2. How do the reward models trained on HelpSteer2 perform on the Reward Bench benchmark? The reward models trained on HelpSteer2 achieve state-of-the-art performance on Reward Bench, outperforming both proprietary and open-source models. The Llama 3 70B model trained on HelpSteer2 achieves 92.0% overall accuracy, ranking 1st on the leaderboard as of June 12, 2024.
3. In which Reward Bench categories do the HelpSteer2 trained models excel? The models excel particularly in the Chat-Hard category, outperforming the second-best model by 6.5%. They also perform well on Safety and Reasoning, though not as strongly as the best models trained on specific datasets for those tasks.
[04] Aligned Model Training
1. What are the three approaches the authors use to align language models using the Llama 3 70B reward model? The three approaches are:
- Iterative Direct Preference Optimization (Iterative DPO)
- Proximal Policy Optimization (PPO)
- SteerLM 2.0 (an extension of the original SteerLM method)
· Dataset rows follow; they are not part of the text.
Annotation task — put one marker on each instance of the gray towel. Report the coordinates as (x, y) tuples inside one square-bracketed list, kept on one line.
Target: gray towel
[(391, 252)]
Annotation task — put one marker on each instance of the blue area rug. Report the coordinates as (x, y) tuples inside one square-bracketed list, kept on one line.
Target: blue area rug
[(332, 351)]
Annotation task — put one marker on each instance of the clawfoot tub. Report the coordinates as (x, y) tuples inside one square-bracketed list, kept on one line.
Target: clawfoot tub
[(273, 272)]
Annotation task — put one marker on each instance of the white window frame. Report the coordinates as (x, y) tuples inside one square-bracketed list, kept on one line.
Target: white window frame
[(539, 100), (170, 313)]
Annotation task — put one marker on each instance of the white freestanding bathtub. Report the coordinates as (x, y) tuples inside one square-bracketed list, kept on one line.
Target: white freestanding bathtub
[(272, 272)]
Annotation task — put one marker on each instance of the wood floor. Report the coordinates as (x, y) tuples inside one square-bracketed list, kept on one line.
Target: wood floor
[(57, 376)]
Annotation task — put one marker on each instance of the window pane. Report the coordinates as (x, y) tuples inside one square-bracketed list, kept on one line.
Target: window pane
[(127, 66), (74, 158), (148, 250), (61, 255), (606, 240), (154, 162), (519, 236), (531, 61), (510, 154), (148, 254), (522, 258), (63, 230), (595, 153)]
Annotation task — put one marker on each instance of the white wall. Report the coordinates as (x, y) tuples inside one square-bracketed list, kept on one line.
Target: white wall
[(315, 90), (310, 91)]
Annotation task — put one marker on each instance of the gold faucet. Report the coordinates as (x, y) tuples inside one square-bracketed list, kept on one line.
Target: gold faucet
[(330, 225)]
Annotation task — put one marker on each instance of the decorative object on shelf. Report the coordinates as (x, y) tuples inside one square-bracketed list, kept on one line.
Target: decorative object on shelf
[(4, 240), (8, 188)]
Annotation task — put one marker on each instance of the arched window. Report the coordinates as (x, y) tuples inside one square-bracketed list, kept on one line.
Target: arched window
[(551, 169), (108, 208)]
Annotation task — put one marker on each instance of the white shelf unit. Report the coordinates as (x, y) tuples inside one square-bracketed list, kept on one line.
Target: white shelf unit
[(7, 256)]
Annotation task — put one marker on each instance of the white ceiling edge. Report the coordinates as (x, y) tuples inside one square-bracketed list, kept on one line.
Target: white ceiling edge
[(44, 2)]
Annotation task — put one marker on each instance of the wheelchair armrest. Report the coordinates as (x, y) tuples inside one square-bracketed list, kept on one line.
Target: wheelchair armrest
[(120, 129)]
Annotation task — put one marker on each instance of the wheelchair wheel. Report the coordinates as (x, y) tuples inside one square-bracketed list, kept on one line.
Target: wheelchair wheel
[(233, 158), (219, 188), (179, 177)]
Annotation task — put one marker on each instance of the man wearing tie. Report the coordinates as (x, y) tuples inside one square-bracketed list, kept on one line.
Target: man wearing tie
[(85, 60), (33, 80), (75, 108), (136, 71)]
2. How do the aligned models perform on the evaluation metrics compared to the baseline SFT model? At least one of the aligned models matches or exceeds the performance of the Llama 3 70B Instruct model, which was trained on 10 million samples, across metrics like MT Bench, TruthfulQA, AlpacaEval 2.0 LC, and Arena Hard. This is achieved with substantially less training data (only 10,000 HelpSteer2 pairs and 100,000 SFT samples).
3. What are the key strengths of each aligned model approach?
- Iterative DPO excels on TruthfulQA and Arena Hard, likely due to the focus on correctness in the HelpSteer2 data.
- PPO performs best on AlpacaEval 2.0 LC, which tests for concise and informative responses.
- SteerLM 2.0 performs optimally on MT Bench, which evaluates complex multi-requirement prompts, likely due to its fine-grained attribute-based training.